The idea is positioned as a therapeutic release for women like her who think the world is dealing them one too many blows and the best solution is learn how to take the barrage of punches and learn to fight back in this one, contained environment they have control over. That’s all well and good, but in Chick Fight the concept and its relation to the hapless protagonist are so underexplored and disconnected from one another that I am not exactly sure what (if anything) this backroom feminist pit fighting actually did for her.
After being introduced to the fight club by her police friend Charleen (Dulce Sloan, who feels like the only cast member with a firm handle on the comedy) and then learning her late mother was somehow the founder and former champion of this fight club, Anna throws herself into the idea with abandon. Beyond the tenuous maternal motivations and lip service paid to a “aren’t you tired of being nice, don’t you just want to go ape shit” kind of feminine empowerment, the reason why she is so ready to put her tailspinning life on hold to become an illegal pit fighter never materializes.

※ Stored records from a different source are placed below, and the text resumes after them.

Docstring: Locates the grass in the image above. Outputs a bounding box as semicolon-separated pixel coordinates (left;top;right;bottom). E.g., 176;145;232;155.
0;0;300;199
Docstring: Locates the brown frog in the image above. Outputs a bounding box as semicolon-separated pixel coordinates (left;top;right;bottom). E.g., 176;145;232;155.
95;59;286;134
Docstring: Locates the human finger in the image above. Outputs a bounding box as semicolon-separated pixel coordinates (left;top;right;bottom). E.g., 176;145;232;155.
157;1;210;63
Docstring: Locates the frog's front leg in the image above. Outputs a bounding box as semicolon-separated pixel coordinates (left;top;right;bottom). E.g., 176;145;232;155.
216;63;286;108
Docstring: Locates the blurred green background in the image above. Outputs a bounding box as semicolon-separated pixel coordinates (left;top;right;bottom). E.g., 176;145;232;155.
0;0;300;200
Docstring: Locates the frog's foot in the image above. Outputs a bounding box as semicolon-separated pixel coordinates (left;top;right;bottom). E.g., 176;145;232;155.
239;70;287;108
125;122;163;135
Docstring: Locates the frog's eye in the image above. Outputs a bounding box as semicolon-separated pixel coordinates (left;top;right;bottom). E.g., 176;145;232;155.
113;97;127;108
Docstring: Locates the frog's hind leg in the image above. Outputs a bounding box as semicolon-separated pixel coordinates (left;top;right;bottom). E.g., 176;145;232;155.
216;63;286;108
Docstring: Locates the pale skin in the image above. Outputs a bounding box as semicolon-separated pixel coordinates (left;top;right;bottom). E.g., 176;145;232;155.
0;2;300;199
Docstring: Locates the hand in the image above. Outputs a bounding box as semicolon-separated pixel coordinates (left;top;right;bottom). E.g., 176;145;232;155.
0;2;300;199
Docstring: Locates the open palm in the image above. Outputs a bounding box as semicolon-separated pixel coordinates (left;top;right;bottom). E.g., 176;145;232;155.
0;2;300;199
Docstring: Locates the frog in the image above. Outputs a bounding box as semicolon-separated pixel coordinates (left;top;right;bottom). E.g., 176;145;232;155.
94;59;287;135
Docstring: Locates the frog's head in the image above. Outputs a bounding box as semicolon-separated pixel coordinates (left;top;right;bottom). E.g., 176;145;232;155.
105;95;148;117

As she trains with her washed-up coach archetype (a surprisingly game Alec Baldwin) and repeatedly gets pulverized in the cage, Chick Fight never feels like it is building toward a payoff for these efforts. While being narratively loose is its biggest sin, the film fails to even deliver on humor, as the majority of screenwriter Joseph Downey’s jokes are clunky, awkward and handled stiffly by the cast (outside of the comedians among them).
The film putters around with training montages and half-formed inspirational messages about “beating the shit out of life in the ring” for the majority of its runtime and lacks a sense of direction for Anna’s growing absorption into the world of backroom melees. She’s given a rival in the present champion of the club Olivia (a tired and uninterested Bella Thorne), and this setup feels even more slapdash than Anna’s involvement in the fight club
We are told in a dropped line that Olivia wants to take over the club with professional fighters (I think?), that she doesn’t believe in the therapeutic value of choking out another person and only wants to hurt others. Much like most plot points in this film, it is never followed up on, and their rivalry feels forced, rushed and arbitrary.

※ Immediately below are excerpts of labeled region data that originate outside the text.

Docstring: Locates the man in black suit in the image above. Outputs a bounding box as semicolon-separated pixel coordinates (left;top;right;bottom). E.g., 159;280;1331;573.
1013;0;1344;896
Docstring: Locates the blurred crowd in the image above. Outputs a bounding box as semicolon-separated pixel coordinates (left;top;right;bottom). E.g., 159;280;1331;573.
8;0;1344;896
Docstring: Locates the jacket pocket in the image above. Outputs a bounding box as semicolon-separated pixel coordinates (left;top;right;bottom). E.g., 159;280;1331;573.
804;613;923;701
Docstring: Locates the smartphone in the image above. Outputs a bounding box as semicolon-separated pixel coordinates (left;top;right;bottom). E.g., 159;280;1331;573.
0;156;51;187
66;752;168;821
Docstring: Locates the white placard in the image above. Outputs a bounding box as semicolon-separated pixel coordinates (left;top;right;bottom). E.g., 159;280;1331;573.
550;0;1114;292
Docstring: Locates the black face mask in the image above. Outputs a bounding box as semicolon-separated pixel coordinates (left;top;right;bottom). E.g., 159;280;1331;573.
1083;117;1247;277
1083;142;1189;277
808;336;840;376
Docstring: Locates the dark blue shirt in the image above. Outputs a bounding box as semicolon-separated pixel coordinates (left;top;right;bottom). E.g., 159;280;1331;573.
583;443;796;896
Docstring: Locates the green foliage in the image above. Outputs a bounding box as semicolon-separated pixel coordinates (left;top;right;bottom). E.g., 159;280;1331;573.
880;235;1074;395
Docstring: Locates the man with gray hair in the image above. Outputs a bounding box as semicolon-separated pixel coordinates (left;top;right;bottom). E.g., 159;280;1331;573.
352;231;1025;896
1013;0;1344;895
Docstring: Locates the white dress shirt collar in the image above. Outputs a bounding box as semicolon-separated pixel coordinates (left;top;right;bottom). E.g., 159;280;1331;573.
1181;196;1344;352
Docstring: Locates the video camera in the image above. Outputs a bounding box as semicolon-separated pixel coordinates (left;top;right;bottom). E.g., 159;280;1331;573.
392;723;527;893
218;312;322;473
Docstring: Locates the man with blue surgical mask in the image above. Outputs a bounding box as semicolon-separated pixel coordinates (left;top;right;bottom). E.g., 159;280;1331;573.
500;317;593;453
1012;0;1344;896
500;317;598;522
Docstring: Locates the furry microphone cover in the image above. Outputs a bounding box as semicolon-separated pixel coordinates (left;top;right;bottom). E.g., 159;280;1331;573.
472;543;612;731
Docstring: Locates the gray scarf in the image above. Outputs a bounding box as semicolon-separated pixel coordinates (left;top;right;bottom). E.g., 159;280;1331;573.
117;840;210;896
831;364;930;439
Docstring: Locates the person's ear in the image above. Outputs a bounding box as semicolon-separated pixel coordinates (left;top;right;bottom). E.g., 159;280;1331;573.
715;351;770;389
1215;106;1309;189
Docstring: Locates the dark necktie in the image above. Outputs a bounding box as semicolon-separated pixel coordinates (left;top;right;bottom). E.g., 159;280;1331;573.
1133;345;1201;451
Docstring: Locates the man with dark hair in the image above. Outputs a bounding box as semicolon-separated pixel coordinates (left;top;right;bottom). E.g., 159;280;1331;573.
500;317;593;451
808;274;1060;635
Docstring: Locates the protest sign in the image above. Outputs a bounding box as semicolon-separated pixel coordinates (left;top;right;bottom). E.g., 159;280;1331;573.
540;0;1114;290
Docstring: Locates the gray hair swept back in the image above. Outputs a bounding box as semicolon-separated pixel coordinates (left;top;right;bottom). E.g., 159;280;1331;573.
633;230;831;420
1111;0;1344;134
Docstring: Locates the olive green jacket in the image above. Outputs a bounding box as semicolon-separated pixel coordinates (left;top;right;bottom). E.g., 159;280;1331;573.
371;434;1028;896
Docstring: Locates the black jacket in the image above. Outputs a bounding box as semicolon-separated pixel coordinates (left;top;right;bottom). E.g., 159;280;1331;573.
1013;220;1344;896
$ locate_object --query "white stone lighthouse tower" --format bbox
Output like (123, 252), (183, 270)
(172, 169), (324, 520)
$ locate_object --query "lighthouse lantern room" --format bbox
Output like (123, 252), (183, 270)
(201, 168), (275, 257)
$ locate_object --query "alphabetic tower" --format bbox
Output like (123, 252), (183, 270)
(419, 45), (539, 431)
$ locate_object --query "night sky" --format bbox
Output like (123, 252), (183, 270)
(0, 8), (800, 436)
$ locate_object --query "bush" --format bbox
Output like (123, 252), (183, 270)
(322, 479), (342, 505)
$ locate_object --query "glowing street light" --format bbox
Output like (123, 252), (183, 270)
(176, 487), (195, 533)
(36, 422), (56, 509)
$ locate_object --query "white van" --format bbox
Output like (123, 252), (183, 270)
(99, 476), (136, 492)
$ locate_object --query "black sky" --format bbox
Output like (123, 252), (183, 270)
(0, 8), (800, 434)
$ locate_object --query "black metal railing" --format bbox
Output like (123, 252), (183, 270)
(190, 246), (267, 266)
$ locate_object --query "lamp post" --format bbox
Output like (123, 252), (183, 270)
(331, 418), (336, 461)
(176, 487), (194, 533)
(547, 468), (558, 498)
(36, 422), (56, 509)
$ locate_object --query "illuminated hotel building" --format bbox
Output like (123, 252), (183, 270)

Where Leyden allocated much of his interest is making the brief but numerous fights in his film “look cool.” Brushing the dust off that editing trick of slow motion and sped-up footage changing back and forth on each landed punch, Leyden’s treats all fight scenes like moments in a highlight reel rather than a way to build his story.

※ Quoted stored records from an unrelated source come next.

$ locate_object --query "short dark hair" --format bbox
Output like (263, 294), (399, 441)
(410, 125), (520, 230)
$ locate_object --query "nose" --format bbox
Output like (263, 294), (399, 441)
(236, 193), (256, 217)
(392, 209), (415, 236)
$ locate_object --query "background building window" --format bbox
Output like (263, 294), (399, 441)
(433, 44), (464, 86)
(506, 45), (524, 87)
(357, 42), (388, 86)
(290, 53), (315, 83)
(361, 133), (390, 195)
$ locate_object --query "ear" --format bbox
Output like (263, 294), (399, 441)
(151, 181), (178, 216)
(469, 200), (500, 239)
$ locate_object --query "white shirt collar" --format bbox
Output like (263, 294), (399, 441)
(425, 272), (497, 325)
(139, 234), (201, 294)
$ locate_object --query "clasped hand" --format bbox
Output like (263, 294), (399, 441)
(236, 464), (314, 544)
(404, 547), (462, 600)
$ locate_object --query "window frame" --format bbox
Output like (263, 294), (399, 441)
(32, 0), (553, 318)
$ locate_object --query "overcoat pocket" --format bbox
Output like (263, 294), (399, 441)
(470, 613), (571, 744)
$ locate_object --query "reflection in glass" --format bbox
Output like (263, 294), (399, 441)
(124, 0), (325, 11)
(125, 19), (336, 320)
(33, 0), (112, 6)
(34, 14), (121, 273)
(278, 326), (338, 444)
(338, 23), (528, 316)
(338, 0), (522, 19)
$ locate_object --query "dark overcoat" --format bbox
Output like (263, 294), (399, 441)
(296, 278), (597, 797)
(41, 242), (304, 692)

Placing style on a pedestal as he does with his pushed-in camera, hyperactive edits and overused slowmo, it makes all his fight scenes illegible, suffocating and noticeably confined to montages that emphasize the brutality (and undercuts the supposed therapy of the premise). Between the mentioned “mind-blowing” knockout spits, calling anything in this film a “fight scene” is being generous due to their brevity and muddled presentation.
The anticipation of an unsatisfying ending for Anna’s non-journey is delivered as Chick Fight pulls a final, half-hour quick fix for all the plot points in the film. Rushing to a convenient conclusion, Chick Fight nearly forgets its supposed premise and feminist leanings and leaves much of that talk to the wayside.
A shallow veneer of empowerment and some fight scenes trying way too hard to convince you they are cool is all the film really has to offer. At least the similarly premised Fight Club took the time to explore its interrogation of masculinity and make a theme out of it.